Thursday, June 19, 2008

More on the Military Lawyers and the Detainees

When he speaks publicly, Lt. Cmdr. William C. Kuebler, a military lawyer for a Guantánamo detainee, is careful to say his remarks do not reflect the views of the Pentagon.

As if anybody would make that mistake.

In his Navy blues, the youthful commander could pass for an eager cadet. But give him a minute on the subject of his client, a terrorism suspect named Omar Khadr, and he sounds like some 1960s radical lawyer, an apple-cheeked William Kunstler in uniform.

The Bush administration’s war crimes system “is designed to get criminal convictions” with “no real evidence,” Commander Kuebler says. Or he lets fly that military prosecutors “launder evidence derived from torture.”

“You put the whole package together and it stinks,” he said in an interview.

And this is especially good to read. Cmdr. Kuebler is not a flaming liberal. He's an Evangelical Christian and actually very conservative, the kind of conservative - and the kind of Christian - that we need more of:

However scrappy he may appear, Commander Kuebler does not claim the typical lawyer’s zest for a fight for its own sake.
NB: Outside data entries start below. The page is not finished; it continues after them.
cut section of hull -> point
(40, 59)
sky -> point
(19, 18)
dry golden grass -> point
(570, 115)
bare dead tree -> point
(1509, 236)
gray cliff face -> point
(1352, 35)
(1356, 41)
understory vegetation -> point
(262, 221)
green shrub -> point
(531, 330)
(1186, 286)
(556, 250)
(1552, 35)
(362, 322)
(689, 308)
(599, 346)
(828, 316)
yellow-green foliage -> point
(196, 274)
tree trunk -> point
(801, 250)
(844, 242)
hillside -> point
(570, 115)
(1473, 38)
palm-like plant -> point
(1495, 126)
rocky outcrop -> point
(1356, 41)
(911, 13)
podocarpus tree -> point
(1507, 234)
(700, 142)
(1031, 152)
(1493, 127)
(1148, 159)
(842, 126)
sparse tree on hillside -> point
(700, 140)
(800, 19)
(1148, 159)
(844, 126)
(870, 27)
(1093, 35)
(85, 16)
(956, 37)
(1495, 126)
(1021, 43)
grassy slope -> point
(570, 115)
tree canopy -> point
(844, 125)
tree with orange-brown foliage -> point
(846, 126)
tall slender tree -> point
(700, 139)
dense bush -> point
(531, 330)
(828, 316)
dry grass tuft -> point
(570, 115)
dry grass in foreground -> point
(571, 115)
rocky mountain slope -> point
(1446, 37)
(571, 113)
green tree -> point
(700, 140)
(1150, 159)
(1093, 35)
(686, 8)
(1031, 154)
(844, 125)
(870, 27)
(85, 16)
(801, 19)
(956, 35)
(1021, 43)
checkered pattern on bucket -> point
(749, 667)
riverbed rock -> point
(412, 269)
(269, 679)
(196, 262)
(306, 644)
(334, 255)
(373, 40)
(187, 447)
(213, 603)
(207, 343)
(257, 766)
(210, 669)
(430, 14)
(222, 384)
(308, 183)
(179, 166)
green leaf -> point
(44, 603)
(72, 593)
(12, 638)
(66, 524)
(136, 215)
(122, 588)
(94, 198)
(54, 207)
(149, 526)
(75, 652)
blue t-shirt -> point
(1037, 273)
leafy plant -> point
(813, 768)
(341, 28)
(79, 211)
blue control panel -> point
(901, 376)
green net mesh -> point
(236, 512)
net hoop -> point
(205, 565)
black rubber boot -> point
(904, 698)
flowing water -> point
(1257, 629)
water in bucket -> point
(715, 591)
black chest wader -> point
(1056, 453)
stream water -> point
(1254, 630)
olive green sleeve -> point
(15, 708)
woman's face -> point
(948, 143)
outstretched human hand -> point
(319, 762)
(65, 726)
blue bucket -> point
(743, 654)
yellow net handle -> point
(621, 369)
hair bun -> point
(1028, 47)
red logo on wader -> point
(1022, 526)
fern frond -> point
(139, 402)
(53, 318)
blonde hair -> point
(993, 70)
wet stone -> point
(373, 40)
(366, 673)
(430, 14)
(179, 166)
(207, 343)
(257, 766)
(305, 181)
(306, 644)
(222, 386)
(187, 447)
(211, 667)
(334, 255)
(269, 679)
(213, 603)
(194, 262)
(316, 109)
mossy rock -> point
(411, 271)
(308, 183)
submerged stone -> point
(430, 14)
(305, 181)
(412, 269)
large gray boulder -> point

Instead, he said, his faith and his work are intertwined.

“It is a powerful way to be a witness for Christ,” he said, “by demonstrating your capacity to not judge the way everybody else is judging and to serve unconditionally.”

Read "An Unlikely Antagonist in the Detainees' Corner" in today's NYT to get the whole story. I'm proud and heartened that there are military officers who support the rule of law and the ideals on which this country was founded.